C’è un sole perfetto, ma noi preferiamo la nebbia e da Mosciano Sant’Angelo (TE) – dove abbiamo appena assistito al concerto di Brunori Sas al Pin Up (pieno e caldo ai limiti della sopportabilità umana) – ingraniamo la prima di una macchina che ci lascerà a piedi (spoiler) e impostiamo il navigatore in direzione Milano: ci sono i Coca Cola On stage Awards, abbiamo espresso il nostro voto (che terremo segreto, non ce ne frega niente se insistete) e abbiamo promesso che Tutti giù Parterre ci sarà. Costi quel che costi, anche il prezzo di un motore (secondo spoiler). Ve la facciamo breve: alla fine il pranzo è a Torino, di fronte alla Mole (grazie ancora Stefano), 150 chilometri in più che non pesano perché la compagnia è giusta e il panorama è quello che vedete qui sotto.

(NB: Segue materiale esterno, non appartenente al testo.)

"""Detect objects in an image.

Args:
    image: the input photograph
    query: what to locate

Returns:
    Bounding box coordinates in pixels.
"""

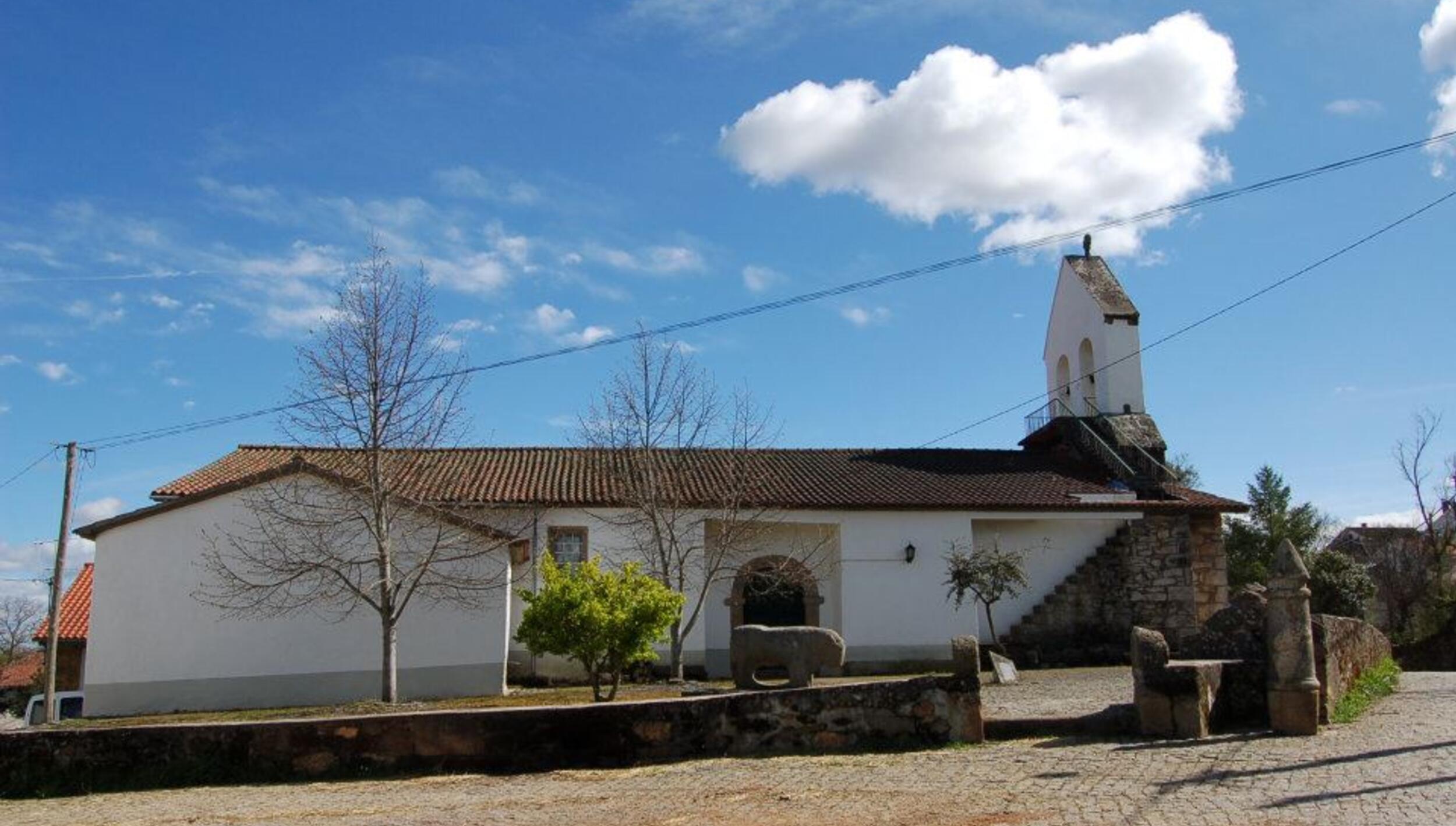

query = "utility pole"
[45,442,76,722]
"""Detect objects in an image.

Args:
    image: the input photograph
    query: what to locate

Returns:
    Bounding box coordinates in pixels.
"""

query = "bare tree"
[1395,411,1456,629]
[195,243,521,702]
[578,337,830,679]
[942,536,1028,645]
[0,596,45,666]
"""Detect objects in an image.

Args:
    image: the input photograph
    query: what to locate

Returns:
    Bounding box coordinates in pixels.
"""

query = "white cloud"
[722,11,1241,253]
[532,305,577,335]
[76,497,122,524]
[743,264,783,293]
[434,319,495,352]
[35,361,80,384]
[579,245,706,276]
[485,221,532,271]
[197,175,282,221]
[839,306,890,326]
[5,241,61,267]
[63,297,127,328]
[0,536,96,599]
[238,241,344,278]
[561,325,612,345]
[1350,509,1421,527]
[424,252,511,293]
[258,305,340,338]
[1325,98,1385,118]
[526,305,612,347]
[1421,0,1456,177]
[433,166,542,206]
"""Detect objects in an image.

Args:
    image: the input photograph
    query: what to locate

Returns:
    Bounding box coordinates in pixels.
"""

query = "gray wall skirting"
[86,663,504,715]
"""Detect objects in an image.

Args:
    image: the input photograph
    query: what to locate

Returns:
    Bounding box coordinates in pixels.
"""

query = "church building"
[77,255,1246,715]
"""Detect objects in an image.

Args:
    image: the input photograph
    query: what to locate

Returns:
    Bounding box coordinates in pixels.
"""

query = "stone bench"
[1132,628,1239,737]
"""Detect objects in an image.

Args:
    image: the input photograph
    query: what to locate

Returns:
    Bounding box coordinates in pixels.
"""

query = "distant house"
[35,562,95,690]
[1327,523,1426,632]
[0,651,45,714]
[79,255,1246,715]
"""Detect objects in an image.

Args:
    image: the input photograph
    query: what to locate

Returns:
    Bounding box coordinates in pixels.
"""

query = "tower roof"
[1066,255,1137,322]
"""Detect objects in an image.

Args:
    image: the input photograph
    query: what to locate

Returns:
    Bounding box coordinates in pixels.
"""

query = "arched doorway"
[1077,338,1097,415]
[1051,355,1076,418]
[727,556,824,626]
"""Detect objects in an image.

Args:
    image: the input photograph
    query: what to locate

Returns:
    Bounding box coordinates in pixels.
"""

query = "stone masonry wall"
[1310,613,1391,722]
[1188,513,1229,622]
[1006,513,1229,666]
[0,676,984,797]
[1123,514,1199,649]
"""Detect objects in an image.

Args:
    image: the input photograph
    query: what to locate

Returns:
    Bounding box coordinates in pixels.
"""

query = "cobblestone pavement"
[0,673,1456,826]
[981,666,1133,718]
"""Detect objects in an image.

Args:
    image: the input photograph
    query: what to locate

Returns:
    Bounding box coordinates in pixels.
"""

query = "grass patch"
[1330,657,1401,722]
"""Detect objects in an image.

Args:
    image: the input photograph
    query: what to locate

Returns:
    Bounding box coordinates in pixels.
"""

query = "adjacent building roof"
[65,444,1245,536]
[1066,255,1137,322]
[0,651,45,690]
[35,562,95,643]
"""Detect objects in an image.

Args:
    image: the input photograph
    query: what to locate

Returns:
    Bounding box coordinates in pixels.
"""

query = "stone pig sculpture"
[728,625,844,689]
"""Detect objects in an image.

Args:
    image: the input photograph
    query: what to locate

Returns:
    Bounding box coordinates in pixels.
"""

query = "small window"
[546,527,587,565]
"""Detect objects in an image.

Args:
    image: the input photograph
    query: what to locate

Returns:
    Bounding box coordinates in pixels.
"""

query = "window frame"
[546,524,591,565]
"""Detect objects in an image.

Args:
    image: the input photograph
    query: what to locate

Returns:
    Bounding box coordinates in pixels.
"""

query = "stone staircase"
[1002,526,1132,667]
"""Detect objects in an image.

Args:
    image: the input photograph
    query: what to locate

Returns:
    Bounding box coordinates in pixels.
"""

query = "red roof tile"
[35,562,93,643]
[139,444,1245,511]
[0,651,45,690]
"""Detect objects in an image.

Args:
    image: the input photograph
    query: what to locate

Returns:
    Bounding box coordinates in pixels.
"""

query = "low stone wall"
[1310,613,1391,724]
[1184,585,1391,730]
[0,675,984,797]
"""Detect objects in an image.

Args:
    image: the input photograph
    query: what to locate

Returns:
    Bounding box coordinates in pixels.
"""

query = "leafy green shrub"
[1330,657,1401,722]
[515,553,683,702]
[1309,550,1374,619]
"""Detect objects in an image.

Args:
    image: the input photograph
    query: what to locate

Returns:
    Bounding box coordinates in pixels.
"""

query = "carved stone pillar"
[1264,539,1319,734]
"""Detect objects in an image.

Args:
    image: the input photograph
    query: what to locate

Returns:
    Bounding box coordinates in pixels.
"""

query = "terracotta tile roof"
[35,562,95,643]
[0,651,45,690]
[1066,255,1137,320]
[137,444,1245,518]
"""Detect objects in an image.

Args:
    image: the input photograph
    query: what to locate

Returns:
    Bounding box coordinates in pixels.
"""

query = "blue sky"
[0,0,1456,591]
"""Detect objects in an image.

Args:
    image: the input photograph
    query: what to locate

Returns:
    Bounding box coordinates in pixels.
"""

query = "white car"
[25,690,86,725]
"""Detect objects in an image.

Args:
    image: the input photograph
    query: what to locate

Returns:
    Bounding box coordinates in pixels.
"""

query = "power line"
[82,130,1456,450]
[0,444,58,489]
[920,189,1456,447]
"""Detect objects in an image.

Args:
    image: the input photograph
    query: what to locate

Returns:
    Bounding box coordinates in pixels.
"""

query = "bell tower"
[1041,236,1147,416]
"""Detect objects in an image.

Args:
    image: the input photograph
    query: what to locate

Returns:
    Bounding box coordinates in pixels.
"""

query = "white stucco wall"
[86,481,1139,714]
[86,481,510,715]
[1042,261,1147,415]
[511,509,1140,677]
[964,514,1140,641]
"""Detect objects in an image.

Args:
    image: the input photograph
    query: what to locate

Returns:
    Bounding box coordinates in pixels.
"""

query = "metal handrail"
[1077,416,1139,482]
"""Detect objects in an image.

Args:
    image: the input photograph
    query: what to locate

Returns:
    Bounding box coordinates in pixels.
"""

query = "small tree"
[1394,411,1456,637]
[515,553,683,702]
[1309,550,1374,619]
[945,539,1028,645]
[0,596,45,666]
[577,335,835,679]
[1223,465,1334,590]
[194,243,518,702]
[1167,453,1203,488]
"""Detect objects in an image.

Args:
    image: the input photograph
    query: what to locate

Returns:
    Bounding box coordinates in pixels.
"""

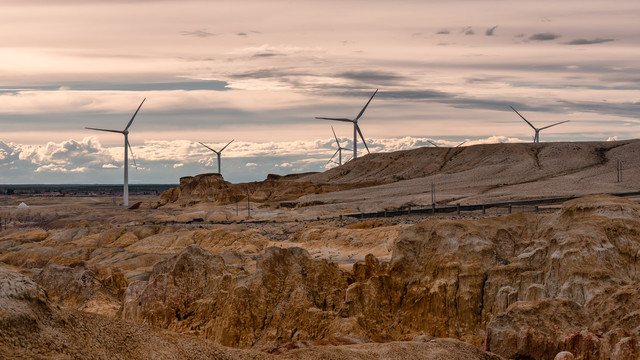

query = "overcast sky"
[0,0,640,183]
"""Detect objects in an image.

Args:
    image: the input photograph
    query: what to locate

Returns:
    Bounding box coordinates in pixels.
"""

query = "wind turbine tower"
[327,126,350,166]
[199,139,235,175]
[85,98,147,206]
[316,89,378,159]
[509,106,570,143]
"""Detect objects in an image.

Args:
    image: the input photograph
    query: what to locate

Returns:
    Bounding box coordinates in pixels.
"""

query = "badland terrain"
[0,140,640,359]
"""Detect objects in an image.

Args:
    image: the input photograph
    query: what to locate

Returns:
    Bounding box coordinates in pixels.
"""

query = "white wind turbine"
[327,126,351,166]
[85,98,147,206]
[199,139,235,175]
[316,89,378,159]
[509,106,569,143]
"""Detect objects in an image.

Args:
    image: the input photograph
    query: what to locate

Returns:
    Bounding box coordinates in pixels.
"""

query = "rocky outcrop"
[152,174,377,208]
[0,263,265,360]
[122,245,349,347]
[123,196,640,359]
[34,264,129,317]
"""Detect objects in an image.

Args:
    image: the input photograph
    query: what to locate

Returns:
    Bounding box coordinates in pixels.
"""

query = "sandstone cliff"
[0,263,500,360]
[122,197,640,359]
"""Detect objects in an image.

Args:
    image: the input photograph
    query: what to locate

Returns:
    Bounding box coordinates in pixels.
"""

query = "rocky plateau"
[0,141,640,359]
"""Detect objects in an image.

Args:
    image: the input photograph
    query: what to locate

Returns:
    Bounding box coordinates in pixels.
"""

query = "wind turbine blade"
[198,142,218,154]
[354,89,378,121]
[327,149,340,164]
[539,120,571,130]
[127,140,138,171]
[316,116,354,122]
[509,106,538,130]
[331,126,340,145]
[124,98,147,131]
[85,127,122,134]
[220,139,235,152]
[356,124,370,154]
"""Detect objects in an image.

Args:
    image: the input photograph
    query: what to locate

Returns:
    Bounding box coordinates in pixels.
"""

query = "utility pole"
[616,160,622,182]
[431,183,436,204]
[247,189,251,218]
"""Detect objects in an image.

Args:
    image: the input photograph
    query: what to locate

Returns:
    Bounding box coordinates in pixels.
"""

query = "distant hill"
[159,140,640,206]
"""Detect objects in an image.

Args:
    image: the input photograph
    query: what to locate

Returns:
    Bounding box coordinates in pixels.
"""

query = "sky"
[0,0,640,184]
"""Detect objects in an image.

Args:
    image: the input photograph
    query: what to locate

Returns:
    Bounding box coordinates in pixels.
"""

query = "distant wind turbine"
[509,106,570,143]
[85,98,147,206]
[199,139,235,175]
[316,89,378,159]
[327,126,351,166]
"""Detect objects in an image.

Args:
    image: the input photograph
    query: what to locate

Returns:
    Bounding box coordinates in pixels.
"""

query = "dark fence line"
[343,191,640,219]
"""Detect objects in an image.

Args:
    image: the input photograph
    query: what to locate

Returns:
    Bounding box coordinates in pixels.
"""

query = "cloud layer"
[0,0,640,182]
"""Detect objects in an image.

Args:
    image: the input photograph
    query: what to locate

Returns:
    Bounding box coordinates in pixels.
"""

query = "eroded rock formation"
[123,197,640,359]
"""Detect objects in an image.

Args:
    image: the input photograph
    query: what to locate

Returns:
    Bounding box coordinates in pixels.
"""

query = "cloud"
[565,38,615,45]
[180,29,216,38]
[484,25,498,36]
[335,70,405,83]
[2,80,229,92]
[529,33,562,41]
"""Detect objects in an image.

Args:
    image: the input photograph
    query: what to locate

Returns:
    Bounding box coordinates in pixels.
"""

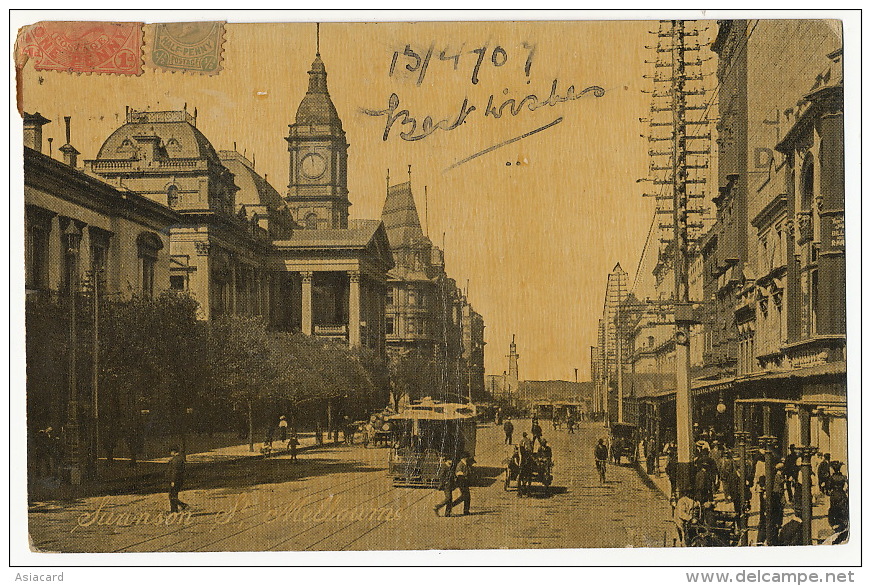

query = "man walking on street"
[454,452,472,515]
[502,417,514,445]
[167,446,188,513]
[593,438,608,484]
[433,458,456,517]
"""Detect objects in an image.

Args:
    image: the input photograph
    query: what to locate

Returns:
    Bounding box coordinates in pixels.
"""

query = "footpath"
[635,456,832,545]
[28,433,339,503]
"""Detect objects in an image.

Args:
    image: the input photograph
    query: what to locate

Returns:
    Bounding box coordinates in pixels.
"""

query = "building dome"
[97,110,221,165]
[296,53,342,128]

Nel pomeriggio ripartiamo per Milano, direzione Fabrique. Ampio parcheggio a 5,00 euro (prezzo fisso) e ci mettiamo pazientemente in fila in mezzo ad una folla di teenager che hanno fatto sega per guadagnarsi i posti in prima fila e genitori consenzienti. Partono paranoie esistenziali (Chi siamo? Dove siamo? Perché siamo? Quanti anni abbiamo?), poi arriva la pioggia a schiarirci le idee. Verso le 20, due gorilla all’ingresso iniziano a smaltire la coda. Siamo in tre, due hanno il pass, una la mail della zia con la foto di famiglia. Il gorilla la fa entrare lo stesso e prendiamo posto sulla sinistra del palco. La location è perfetta sia dal punto di vista dell’acustica che della logistica (con due maxi schermi ai lati per agevolare le ultime file) e se consideriamo che sia un evento gratuito, non riusciamo davvero a trovare difetti. Si inizia addirittura in orario: sul palco sale Federico Russo, nel backstage c’è invece Paola Turani.

Il primo artista ad aprire i Coca Cola On Stage Awards è Federico Gabbani, vincitore di Sanremo nel testa a testa con Fiorella Mannoia, che porta a Milano Amen e la scimmia dell’hit Occidentali’s Karma. A seguire è il momento di Clementino, artista rap dell’anno, che presenta Tutti Scienziati, nuovo estratto dall’album Vulcano, ma il momento più toccante lo regala Niccoló Fabi (artista maschile dell’anno) con una commovente versione di Facciamo finta, applauditissima dal pubblico.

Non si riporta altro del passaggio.